前書き
個人的な2023年中の目標として、基板を設計し、メーカーに発注するというものがあった。
無事達成することができたのだが、自力でどこまでできるのか気になってCNCルーターを購入した。
そこそこノウハウがたまってきたので共有したいと思う。
使用機材
・CNCルーター:Genmitsu CNC 3018-PRO
・アプリ:
・KiCad 7.0
・FlatCAM 8.994 BETA
・Vカッター:0.1mm / 10°
自分はアリエクで適当に調達している。例えば以下。
今回の制作物
今回の題材として、USB Type-Cポートから給電可能な、CH32V003 (TSSOP20)を使用したLED点灯回路を作成する。配線幅は0.4mm or 0.5mmとしている。
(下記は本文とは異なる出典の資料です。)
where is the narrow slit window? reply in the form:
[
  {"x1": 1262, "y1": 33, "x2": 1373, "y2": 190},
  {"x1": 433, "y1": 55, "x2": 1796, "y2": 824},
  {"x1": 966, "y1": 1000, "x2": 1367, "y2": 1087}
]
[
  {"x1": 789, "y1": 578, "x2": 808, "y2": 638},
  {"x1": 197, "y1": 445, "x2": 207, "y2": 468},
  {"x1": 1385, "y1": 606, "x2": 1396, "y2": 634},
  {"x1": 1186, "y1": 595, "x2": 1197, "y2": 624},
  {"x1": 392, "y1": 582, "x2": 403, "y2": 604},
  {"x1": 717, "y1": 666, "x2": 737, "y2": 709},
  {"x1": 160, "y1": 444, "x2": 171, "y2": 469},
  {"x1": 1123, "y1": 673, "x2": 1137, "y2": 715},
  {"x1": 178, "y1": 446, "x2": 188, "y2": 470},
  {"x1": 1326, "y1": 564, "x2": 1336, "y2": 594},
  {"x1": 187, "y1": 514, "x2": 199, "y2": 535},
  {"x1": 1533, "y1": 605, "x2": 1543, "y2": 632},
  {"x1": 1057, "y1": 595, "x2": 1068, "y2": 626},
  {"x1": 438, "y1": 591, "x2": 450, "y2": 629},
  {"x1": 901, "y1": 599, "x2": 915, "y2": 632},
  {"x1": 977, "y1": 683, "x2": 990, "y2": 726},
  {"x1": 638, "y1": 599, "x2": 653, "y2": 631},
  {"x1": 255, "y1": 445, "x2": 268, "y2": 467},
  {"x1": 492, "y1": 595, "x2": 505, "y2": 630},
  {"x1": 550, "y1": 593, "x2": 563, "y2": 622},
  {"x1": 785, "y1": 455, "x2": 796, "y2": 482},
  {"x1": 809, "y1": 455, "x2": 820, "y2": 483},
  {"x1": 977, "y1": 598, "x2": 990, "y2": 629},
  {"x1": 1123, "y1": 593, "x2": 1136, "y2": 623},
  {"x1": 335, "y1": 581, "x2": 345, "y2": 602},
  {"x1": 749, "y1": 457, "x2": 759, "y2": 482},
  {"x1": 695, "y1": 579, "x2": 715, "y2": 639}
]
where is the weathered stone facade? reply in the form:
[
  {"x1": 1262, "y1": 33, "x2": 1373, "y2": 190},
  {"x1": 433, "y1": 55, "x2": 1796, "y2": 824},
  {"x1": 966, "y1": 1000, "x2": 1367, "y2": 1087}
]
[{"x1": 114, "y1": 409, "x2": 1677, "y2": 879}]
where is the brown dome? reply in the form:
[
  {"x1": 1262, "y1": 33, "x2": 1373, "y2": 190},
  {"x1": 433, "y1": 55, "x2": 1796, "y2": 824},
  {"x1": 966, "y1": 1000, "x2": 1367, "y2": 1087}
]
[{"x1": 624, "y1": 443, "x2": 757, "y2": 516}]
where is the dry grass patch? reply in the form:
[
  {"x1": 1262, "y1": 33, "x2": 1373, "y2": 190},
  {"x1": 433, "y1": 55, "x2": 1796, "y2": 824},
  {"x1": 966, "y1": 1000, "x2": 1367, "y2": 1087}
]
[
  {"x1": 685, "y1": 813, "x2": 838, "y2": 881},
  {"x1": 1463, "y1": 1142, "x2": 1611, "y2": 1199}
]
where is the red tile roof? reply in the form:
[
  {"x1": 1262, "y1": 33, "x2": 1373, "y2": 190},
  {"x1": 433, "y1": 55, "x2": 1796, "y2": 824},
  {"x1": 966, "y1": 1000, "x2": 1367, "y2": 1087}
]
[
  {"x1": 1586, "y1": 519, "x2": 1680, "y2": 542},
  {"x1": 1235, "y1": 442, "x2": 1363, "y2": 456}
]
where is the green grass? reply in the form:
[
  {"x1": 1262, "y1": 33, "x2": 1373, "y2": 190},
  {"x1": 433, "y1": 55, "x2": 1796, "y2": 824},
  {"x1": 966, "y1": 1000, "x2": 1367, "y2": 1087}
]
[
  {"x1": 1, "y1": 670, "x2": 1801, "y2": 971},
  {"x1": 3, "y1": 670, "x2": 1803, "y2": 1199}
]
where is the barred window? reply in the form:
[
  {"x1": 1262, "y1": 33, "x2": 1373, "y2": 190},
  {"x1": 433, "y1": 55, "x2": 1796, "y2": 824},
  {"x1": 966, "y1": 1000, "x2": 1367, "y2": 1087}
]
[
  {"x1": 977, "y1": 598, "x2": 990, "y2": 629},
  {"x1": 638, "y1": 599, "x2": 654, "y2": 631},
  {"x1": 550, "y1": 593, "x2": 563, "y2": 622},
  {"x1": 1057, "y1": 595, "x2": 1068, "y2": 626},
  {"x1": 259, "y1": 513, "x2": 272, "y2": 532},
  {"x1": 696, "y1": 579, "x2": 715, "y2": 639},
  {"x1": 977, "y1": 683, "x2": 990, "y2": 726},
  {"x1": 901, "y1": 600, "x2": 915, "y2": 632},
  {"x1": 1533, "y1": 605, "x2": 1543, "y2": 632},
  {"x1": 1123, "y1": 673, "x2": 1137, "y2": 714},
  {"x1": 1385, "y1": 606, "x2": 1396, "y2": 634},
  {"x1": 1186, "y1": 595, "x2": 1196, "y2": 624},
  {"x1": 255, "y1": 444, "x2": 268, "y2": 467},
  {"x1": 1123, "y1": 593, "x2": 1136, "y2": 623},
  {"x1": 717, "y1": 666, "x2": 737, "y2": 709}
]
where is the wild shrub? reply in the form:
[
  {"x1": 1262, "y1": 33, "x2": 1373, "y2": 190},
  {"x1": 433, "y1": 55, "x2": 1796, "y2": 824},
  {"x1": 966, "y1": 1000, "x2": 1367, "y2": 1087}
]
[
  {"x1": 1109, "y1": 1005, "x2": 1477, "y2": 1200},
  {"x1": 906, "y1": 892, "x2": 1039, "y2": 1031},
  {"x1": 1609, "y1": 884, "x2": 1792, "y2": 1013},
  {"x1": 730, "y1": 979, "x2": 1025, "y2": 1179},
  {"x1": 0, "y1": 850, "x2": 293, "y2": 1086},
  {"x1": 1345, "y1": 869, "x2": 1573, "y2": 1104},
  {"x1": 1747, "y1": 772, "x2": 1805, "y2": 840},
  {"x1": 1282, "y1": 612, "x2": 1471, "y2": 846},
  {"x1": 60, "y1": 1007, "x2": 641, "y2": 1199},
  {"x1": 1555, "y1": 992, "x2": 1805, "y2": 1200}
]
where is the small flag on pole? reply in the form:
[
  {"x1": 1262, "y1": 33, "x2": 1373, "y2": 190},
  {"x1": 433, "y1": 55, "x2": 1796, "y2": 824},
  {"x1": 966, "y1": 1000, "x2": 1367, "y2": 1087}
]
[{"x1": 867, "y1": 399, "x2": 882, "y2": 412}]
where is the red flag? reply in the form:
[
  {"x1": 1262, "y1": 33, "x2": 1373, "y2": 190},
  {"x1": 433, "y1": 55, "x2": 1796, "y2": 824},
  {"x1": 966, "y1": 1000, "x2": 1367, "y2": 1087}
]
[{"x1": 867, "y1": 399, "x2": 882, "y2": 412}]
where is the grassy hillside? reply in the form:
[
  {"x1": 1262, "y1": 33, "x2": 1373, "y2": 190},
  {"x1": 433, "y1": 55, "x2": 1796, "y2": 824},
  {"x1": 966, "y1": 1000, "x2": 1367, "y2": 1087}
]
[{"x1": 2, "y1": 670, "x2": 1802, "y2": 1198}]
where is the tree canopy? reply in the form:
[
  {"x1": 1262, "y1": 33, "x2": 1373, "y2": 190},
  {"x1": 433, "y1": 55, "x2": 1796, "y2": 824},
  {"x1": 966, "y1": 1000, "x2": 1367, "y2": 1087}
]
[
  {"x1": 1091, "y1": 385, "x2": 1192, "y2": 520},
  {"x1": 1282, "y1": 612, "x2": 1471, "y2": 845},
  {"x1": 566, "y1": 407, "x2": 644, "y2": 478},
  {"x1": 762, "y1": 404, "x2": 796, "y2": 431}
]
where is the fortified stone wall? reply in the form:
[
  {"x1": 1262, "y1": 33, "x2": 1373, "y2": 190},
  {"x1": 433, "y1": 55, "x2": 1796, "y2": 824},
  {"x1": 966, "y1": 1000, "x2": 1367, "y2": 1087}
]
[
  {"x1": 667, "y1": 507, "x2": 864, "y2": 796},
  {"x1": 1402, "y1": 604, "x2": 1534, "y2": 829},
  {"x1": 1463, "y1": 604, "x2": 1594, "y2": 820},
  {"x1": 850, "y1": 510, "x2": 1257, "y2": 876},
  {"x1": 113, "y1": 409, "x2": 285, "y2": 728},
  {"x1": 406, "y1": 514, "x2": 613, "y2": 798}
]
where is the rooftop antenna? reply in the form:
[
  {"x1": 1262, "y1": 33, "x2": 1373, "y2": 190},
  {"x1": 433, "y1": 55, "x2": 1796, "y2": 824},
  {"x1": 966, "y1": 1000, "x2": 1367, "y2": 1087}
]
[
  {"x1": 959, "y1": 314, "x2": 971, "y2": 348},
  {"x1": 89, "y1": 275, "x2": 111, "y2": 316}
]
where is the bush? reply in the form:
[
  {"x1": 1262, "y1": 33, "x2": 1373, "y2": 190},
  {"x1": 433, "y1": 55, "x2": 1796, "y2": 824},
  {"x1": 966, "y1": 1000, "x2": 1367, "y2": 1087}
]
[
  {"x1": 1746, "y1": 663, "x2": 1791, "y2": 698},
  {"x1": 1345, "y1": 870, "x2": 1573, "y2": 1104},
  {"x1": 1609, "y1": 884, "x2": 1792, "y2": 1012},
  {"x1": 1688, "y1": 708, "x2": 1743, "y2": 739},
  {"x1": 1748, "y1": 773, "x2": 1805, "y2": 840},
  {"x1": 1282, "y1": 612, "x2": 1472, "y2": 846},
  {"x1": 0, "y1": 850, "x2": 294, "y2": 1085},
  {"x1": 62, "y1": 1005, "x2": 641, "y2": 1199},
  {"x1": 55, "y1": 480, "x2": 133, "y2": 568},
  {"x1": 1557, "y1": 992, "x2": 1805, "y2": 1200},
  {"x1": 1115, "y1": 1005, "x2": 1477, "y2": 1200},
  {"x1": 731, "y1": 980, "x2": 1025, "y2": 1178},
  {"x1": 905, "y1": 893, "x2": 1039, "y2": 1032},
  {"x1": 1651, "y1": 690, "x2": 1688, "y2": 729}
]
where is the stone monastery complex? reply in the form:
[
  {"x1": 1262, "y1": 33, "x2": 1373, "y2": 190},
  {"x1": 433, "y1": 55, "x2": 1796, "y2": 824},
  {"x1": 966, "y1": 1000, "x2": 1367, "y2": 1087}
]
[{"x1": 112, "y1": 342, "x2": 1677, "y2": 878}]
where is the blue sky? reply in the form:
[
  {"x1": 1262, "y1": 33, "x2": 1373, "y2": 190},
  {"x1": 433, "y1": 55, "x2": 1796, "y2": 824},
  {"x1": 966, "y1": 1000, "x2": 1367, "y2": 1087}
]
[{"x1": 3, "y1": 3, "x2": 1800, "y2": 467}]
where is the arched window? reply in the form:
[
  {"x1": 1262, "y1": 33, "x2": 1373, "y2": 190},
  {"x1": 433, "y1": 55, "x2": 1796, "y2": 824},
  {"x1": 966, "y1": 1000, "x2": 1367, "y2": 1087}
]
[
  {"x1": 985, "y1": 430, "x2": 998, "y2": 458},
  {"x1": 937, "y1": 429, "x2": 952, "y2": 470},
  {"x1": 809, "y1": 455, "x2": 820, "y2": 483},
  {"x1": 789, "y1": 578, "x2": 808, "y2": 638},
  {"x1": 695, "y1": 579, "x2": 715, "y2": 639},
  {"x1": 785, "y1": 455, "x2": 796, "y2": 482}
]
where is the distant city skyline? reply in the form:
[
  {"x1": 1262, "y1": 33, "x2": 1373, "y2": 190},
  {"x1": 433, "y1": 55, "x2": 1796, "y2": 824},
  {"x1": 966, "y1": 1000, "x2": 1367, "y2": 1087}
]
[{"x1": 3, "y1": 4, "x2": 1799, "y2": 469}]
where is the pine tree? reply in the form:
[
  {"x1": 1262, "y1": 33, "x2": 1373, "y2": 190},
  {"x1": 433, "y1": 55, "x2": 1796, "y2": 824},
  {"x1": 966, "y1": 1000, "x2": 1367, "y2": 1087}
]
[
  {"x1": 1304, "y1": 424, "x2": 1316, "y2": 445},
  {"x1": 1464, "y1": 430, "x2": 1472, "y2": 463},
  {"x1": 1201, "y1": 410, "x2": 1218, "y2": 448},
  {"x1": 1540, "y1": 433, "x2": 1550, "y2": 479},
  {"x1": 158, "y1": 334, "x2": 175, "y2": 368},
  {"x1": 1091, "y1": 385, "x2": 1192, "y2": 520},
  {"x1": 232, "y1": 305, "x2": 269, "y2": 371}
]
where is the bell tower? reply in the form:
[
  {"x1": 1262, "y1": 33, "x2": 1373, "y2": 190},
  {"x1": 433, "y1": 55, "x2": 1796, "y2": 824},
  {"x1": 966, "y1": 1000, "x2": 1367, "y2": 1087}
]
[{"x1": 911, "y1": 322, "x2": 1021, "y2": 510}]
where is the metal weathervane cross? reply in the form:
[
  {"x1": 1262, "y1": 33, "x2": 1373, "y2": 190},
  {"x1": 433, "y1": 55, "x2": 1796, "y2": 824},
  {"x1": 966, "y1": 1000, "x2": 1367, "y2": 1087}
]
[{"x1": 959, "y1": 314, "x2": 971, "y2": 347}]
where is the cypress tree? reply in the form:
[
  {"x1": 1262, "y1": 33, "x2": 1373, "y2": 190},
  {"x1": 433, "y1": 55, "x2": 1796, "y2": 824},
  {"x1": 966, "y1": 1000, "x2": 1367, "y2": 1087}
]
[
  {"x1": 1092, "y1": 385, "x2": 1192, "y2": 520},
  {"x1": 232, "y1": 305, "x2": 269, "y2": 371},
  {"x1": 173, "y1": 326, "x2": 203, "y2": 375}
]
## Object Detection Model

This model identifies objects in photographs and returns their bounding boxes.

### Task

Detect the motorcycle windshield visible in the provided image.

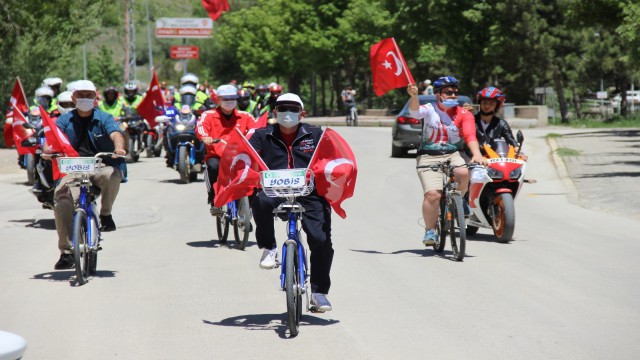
[181,94,195,107]
[492,139,509,157]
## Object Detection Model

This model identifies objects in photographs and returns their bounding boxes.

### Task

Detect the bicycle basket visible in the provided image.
[260,169,314,198]
[56,157,100,174]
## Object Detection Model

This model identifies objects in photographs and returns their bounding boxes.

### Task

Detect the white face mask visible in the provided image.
[58,106,75,115]
[220,100,237,112]
[75,98,95,112]
[276,111,300,128]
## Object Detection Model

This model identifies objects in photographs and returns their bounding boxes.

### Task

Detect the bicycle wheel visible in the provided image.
[433,197,447,253]
[449,194,467,261]
[88,216,98,275]
[233,197,251,250]
[352,108,358,126]
[216,204,230,244]
[285,242,301,337]
[72,210,89,285]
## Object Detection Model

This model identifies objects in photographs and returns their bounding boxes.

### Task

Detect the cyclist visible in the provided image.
[42,80,127,270]
[248,93,334,312]
[407,76,487,247]
[341,86,356,109]
[196,84,253,214]
[422,79,434,95]
[474,87,527,160]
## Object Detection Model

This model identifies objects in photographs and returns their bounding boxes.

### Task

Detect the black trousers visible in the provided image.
[251,191,334,294]
[205,157,220,204]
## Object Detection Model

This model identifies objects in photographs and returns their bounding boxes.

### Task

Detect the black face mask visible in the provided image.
[480,110,495,116]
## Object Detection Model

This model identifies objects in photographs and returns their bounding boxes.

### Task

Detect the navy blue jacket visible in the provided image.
[248,123,323,170]
[56,108,127,181]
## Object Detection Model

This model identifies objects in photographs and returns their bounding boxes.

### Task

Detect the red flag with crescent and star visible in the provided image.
[307,128,357,219]
[41,105,79,180]
[213,128,268,207]
[11,109,36,156]
[201,0,230,21]
[370,37,415,96]
[137,69,164,128]
[4,77,29,148]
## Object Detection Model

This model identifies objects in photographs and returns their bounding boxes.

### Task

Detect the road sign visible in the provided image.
[155,18,213,38]
[170,46,200,59]
[596,91,608,99]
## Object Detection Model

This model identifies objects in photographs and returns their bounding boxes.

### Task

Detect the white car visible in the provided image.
[611,90,640,108]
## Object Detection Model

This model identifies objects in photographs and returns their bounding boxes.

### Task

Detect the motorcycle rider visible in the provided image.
[123,82,143,113]
[259,83,283,116]
[173,73,214,112]
[98,86,125,118]
[407,76,487,247]
[196,84,253,214]
[248,93,335,312]
[237,88,258,118]
[255,84,269,105]
[42,80,127,270]
[42,77,63,106]
[474,87,528,161]
[31,86,57,114]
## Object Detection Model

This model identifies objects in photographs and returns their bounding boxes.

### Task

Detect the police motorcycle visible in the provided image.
[156,104,205,184]
[118,107,148,163]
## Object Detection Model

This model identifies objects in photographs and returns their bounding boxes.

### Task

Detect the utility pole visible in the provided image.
[145,0,153,73]
[124,0,137,83]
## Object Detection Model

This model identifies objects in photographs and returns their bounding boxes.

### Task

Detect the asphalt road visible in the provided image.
[1,126,639,359]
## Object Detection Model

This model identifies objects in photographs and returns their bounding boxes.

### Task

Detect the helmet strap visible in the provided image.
[480,110,495,116]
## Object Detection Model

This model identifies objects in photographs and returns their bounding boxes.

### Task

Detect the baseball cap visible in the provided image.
[72,80,97,93]
[217,84,238,99]
[275,93,304,109]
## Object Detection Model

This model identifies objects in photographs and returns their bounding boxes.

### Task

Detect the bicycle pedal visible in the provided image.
[309,306,325,314]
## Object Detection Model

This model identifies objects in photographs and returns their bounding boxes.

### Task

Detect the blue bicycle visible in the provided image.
[56,153,119,285]
[260,168,315,337]
[214,197,251,250]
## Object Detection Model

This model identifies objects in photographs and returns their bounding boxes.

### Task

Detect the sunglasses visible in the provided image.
[276,105,302,113]
[441,91,459,96]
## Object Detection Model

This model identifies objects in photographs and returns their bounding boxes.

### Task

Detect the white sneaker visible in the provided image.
[259,248,278,269]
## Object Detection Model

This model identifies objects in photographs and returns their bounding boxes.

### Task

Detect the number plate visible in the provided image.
[262,169,306,188]
[58,158,96,173]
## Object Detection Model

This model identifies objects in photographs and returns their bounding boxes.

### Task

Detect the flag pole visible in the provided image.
[16,77,27,106]
[391,38,413,84]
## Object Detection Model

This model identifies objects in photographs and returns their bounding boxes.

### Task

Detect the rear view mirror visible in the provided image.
[516,130,524,145]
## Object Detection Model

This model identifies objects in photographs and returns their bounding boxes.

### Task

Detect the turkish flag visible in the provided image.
[213,128,268,207]
[11,110,36,156]
[201,0,230,21]
[4,77,29,147]
[137,69,165,128]
[41,106,79,180]
[246,111,268,139]
[370,37,415,96]
[307,128,357,218]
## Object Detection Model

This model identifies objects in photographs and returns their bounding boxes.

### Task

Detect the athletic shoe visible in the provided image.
[310,293,332,312]
[423,229,437,246]
[259,248,278,269]
[99,215,116,232]
[54,253,74,270]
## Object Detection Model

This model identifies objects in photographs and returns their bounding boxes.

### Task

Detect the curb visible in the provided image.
[546,136,580,205]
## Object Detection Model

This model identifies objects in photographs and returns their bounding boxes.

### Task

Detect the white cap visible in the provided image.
[72,80,97,93]
[35,86,54,97]
[276,93,304,109]
[42,77,63,86]
[216,84,238,99]
[58,91,73,103]
[424,79,431,85]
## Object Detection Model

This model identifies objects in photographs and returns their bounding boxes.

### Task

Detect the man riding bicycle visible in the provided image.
[43,80,127,270]
[248,93,334,312]
[407,76,487,246]
[341,86,356,113]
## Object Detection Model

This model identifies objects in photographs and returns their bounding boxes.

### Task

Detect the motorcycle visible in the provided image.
[119,108,148,163]
[21,120,55,209]
[157,105,205,184]
[143,106,173,158]
[17,112,41,185]
[466,131,534,242]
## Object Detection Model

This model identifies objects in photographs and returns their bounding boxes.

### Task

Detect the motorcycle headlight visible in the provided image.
[487,167,504,180]
[175,124,186,131]
[510,167,522,180]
両面基板ということで、表面実装部品、DIP部品、ビアをすべて含む構成にしてみた。
手順
基本的な手順については省略。
特に伝えたい部分のみ記載する。
KiCad
まずDIP部品を挿入するスルーホールについて、通常の基板では無電解銅めっきを用いて構築されるが、自作基板で一般的なスルーホールを構築することはできない。
そこで、リベットナットを取り付けることで、擬似的なスルーホールを構築する。
自分は下記の部品を使用している。
ここで、リベットナットの径がM1.3であるから、基板には+0.1mmした1.4mmの穴を開ける。
(ピッタリ1.3mm開けても嵌まらない。)
そのため、KiCad上ですべてのスルーホールの穴サイズを1.4mmに設定しておく。
銅箔も含むサイズは2mmとしているが、より大きく確保できるなら穴開け時の誤差によって銅箔が剥がれてしまう可能性を低減できるため、そうすべきである。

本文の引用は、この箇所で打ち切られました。